Hindistan Batı, özellikle de ABD ile ittifak arayışında olup, tarihi bağlaşıklık kültürünü her zaman korumaya çalışıyor. Japonya ile ittifak arayışında ve ortak deniz manevralarına katılıyor. Hindistan ayrıca, Afganistan ve Pakistan arasında 1893 yılında Mortimer tarafından çizilen ve Peştun ulusunu ikiye bölen (Afganistan ve Doğu Pakistan) hattan kaynaklanan tarihi düşmanlıktan faydalanarak Afganistan ile de ittifak arayışında. Hindistan'ın amacı elbette Pakistan'ı çevrelemek.
Hindistan, Çin gibi kıtasal bir deniz devleti olduğu için daha fazla uçak gemisi inşa ederek (şu anda iki tane var) deniz kuvvetlerini modernize etmeye ve geliştirmeye çalışıyor. Ayrıca batıya yönelerek silah kaynaklarını çeşitlendirmeye çalışıyor.
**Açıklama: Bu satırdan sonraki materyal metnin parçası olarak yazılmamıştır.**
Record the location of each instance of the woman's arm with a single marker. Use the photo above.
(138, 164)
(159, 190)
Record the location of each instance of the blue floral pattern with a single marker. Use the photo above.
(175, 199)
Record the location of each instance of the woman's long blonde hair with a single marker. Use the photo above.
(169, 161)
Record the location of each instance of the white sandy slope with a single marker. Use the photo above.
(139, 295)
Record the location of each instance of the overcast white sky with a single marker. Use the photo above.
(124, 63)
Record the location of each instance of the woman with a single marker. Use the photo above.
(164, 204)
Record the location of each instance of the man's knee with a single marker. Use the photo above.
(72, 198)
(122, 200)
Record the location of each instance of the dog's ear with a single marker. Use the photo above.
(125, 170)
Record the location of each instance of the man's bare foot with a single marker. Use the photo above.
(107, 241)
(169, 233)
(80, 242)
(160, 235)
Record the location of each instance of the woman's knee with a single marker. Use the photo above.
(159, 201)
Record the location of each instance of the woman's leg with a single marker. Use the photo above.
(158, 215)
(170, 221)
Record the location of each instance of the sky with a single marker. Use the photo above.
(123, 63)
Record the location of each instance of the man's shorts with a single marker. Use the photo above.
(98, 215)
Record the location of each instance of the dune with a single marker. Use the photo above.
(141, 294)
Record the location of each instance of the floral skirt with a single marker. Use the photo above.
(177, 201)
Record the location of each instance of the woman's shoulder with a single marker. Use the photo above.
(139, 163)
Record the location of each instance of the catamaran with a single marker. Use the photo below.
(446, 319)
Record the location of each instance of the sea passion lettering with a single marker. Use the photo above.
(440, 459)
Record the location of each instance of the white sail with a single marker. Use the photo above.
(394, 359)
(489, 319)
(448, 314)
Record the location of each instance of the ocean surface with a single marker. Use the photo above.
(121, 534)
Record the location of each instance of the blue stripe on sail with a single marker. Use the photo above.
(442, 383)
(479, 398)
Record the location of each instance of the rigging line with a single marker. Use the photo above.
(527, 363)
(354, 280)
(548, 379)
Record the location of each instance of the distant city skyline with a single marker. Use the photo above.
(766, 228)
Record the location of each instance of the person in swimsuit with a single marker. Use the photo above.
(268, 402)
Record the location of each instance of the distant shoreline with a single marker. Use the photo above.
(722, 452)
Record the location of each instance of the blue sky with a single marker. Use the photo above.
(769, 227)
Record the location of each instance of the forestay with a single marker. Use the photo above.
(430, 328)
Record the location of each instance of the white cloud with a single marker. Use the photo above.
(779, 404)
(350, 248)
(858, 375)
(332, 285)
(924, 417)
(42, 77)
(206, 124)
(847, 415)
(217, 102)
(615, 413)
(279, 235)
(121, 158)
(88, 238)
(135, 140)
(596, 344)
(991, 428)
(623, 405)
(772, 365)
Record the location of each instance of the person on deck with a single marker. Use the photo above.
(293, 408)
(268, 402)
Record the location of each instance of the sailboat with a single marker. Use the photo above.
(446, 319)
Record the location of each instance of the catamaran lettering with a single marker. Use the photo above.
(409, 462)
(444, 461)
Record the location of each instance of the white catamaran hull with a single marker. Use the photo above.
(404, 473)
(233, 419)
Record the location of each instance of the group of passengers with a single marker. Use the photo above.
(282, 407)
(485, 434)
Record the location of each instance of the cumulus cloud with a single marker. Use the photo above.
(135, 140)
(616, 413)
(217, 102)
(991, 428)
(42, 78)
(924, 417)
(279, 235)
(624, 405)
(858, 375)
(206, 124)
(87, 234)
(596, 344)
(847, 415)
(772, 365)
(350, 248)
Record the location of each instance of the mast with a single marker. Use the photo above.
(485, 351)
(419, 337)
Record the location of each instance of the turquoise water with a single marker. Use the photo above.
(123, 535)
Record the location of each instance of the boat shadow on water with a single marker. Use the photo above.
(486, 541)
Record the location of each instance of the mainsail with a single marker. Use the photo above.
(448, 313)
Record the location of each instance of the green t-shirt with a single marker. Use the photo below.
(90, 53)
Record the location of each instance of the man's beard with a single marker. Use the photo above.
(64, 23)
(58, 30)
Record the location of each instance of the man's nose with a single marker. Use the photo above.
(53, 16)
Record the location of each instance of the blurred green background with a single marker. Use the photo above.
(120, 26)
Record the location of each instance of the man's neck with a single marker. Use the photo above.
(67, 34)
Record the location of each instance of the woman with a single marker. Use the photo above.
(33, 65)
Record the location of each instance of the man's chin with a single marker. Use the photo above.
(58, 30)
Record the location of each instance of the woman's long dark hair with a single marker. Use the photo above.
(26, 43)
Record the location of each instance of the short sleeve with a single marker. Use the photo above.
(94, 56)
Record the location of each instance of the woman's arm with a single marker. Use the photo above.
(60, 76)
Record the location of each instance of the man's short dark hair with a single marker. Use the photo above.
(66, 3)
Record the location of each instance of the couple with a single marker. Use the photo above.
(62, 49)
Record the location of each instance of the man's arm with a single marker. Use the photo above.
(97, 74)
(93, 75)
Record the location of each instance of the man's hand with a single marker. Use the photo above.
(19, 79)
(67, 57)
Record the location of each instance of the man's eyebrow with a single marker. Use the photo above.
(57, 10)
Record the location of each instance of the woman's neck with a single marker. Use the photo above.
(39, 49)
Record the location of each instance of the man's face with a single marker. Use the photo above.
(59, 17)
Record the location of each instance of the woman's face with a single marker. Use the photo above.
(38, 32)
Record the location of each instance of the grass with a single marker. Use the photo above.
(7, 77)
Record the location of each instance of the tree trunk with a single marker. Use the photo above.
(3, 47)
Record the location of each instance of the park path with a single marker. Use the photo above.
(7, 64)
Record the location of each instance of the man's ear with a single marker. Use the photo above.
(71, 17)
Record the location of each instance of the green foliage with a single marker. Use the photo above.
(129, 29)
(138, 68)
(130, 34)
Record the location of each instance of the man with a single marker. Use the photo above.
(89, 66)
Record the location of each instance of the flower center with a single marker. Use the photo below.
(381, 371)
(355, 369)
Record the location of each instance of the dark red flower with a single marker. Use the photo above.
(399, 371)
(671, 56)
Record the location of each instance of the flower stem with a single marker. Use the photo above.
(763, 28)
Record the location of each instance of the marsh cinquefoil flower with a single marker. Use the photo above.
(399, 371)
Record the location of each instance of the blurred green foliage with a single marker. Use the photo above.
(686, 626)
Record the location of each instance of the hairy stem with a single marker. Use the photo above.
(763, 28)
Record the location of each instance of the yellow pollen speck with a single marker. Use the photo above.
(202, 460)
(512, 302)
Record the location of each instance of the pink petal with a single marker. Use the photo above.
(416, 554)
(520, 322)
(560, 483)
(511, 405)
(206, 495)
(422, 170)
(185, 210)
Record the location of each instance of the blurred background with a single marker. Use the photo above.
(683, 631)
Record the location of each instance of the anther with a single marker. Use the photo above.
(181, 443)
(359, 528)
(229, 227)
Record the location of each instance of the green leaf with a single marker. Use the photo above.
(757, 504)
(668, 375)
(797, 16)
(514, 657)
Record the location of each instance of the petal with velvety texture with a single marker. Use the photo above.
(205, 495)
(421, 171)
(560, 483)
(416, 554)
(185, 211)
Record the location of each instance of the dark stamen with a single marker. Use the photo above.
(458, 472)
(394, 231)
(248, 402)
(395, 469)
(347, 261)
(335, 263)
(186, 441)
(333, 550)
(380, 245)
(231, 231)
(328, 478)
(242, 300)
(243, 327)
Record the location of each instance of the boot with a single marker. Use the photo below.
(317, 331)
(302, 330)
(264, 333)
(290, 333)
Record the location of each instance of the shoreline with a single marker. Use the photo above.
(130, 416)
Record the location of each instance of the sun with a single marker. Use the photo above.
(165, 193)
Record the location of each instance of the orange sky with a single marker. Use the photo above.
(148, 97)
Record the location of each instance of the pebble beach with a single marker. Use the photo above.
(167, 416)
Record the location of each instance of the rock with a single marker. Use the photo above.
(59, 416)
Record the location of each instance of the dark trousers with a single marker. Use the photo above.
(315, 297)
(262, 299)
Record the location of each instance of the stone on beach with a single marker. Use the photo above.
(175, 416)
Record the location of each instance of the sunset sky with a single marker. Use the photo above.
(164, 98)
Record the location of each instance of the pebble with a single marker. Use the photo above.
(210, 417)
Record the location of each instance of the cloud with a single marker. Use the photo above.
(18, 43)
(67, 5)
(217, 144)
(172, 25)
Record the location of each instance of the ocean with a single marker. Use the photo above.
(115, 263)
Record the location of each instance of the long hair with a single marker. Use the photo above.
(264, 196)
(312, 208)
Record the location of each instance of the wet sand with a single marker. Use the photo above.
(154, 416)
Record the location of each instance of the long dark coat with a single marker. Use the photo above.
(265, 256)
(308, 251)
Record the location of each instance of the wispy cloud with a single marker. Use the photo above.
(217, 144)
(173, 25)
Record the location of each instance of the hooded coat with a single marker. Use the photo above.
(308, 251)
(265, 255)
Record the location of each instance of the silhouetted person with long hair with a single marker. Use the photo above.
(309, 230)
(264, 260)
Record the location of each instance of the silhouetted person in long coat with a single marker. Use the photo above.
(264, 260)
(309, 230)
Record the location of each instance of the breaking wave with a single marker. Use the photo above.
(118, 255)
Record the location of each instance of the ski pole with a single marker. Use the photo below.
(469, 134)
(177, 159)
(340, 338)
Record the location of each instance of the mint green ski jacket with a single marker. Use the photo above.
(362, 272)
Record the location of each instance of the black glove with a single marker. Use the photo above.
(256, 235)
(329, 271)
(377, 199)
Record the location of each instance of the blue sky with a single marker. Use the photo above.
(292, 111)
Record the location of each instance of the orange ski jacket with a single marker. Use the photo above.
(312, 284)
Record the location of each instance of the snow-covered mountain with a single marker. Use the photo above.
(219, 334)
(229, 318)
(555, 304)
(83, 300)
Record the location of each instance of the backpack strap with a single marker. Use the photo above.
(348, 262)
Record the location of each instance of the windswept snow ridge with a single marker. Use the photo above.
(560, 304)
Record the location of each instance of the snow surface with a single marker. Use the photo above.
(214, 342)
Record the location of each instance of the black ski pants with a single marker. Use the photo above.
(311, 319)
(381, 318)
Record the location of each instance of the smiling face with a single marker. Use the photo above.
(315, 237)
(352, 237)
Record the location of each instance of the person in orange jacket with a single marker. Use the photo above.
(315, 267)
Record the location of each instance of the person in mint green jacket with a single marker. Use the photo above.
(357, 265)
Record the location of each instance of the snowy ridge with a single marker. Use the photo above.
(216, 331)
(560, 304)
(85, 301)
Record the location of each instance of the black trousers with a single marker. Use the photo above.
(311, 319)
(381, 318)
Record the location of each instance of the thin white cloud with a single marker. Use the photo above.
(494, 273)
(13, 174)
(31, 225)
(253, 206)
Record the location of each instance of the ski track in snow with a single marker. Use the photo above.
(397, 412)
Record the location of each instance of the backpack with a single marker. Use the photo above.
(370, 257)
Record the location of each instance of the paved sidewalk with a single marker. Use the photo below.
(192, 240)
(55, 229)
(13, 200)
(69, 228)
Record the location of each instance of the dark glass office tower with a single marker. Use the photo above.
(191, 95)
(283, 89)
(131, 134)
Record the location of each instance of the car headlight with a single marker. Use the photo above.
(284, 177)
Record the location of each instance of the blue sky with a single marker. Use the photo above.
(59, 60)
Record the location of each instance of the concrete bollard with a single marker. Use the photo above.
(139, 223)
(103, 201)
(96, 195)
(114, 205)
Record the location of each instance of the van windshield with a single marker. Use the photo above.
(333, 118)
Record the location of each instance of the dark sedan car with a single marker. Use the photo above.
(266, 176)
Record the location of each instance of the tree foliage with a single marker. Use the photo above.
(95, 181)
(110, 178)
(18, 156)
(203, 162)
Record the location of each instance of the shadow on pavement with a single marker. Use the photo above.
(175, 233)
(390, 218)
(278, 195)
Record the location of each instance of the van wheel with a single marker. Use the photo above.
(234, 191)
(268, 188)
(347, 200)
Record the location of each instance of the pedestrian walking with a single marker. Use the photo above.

Hindistan, ABD ile iş birliği içinde, koşullar uygun olduğu takdirde Hindistan'ın Mumbai kentinden Arap Körfezi bölgesi üzerinden Avrupa'ya uzanan ekonomik koridora katılmayı prensipte kabul ederek Kuşak ve Yol Girişimi’ni etkisiz hale getirmeye çalışıyor. Bu, Hindistan'ın Dörtlü grup üyeliğine ek bir adımdır.
Sonuç olarak, Hindistan'ın Keşmir'deki son terör saldırısına verdiği tepki aşırı bir tepki olabilir, ancak jeopolitik derinliği itibariyle Güney Asya'nın Pandora'nın kutusunda gizlenen kötülüklerini yansıtıyor.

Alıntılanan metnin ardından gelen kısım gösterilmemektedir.